Three Royal Parks


Hyde Park

Hyde Park is the most prominent and famous London park.  It was once part of a monastery where deer, wild bulls and boar roamed freely.  Henry VIII gained ownership in the 16th century and used it for hunting. It was opened to the public in the early 17th century and became an immensely fashionable place.

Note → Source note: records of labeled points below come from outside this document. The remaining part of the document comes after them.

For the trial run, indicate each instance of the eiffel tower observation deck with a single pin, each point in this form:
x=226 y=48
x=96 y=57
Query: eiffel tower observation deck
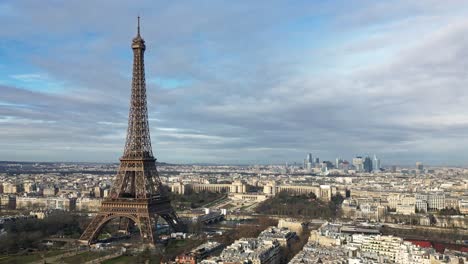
x=137 y=198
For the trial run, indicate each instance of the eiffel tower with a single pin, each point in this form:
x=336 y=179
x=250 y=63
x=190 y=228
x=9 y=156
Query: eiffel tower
x=137 y=196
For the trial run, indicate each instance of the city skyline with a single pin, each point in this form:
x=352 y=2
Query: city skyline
x=269 y=88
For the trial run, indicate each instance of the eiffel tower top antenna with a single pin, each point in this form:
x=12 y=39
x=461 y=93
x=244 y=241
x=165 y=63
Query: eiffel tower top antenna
x=138 y=26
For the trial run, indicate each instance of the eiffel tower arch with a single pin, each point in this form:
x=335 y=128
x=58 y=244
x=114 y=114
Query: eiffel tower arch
x=137 y=196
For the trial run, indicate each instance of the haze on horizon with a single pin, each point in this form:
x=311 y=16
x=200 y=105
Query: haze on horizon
x=237 y=82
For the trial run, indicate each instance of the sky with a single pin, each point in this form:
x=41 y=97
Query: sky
x=237 y=82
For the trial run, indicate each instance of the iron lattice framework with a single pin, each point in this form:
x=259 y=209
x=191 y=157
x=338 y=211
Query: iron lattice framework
x=137 y=196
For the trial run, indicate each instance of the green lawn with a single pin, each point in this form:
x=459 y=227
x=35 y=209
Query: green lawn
x=19 y=259
x=83 y=257
x=121 y=260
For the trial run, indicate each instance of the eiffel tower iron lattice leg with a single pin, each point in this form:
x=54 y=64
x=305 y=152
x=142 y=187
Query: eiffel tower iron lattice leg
x=137 y=193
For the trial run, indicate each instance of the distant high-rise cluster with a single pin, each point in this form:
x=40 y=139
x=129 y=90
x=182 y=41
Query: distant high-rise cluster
x=359 y=164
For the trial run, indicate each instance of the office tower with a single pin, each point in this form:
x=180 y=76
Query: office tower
x=367 y=164
x=419 y=166
x=358 y=163
x=338 y=162
x=137 y=196
x=376 y=163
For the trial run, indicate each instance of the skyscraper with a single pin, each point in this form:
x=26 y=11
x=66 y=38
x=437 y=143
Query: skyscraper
x=376 y=163
x=338 y=162
x=358 y=163
x=367 y=164
x=419 y=166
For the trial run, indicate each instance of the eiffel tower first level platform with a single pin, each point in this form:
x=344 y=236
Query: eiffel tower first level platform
x=136 y=197
x=143 y=212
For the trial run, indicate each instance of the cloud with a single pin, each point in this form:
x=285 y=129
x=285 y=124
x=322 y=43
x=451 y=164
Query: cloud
x=238 y=82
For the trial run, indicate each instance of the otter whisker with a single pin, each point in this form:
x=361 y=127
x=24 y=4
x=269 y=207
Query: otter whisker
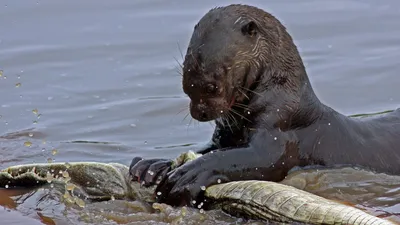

Being 360 acres in size it can take some time to cross the park. Within the park, there are options to vist The Serpentine Lake, a man-made lake where you can hire a boat for rowing, Kensington Gardens, especially the Princess Diana Memorial Walk, a Statue of Peter Pan in Kensington Gardens, Rotten Row where people ride their horses, a Pet Cemetery at Victoria Gate on Bayswater, The Queen Elizabeth Gates on the south-eastern end adjoining Park Lane, Speakers Corner and Marble Arch on the North Eastern corner, and the Albert Memorial across from Royal Albert Hall



Achilles Monument


Italian Fountain



Princess Diana Memorial


Green Park

Green Park was originally a swampy burial ground for lepers and later a hunting ground for King Henry VIII. As with St. James Park, it was converted by Charles II in the seventeenth century into a public park.  Afterwards, the park was used for many fireworks displays and for early hot-air balloon flights. Handel’s famous work ‘Music for Royal Fireworks’ was written specifically for one of these spectacular displays. Green Park was originally named because of the total absence of flowers in its boundaries.  Today it's the smallest of London's Royal Parks, but it's known for it's central path among informal groups of trees, leading to Buckingham Palace.



Canadian Monument


Royal Gate

St. James Park

St James's Park is probably the most beautiful and intimate of the capital's central parks.  Originally a marsh, the land was drained by Henry VIII in the 15th century to provide a deer park for St James's Palace. In the 17th century, Charles II commissioned a French landscape gardener, André Le Nôtre, to convert the deer park into a garden. Further landscaping by John Nash took place in the early-19th century.  It's a popular place to stroll, feed the ducks or watch the pelicans.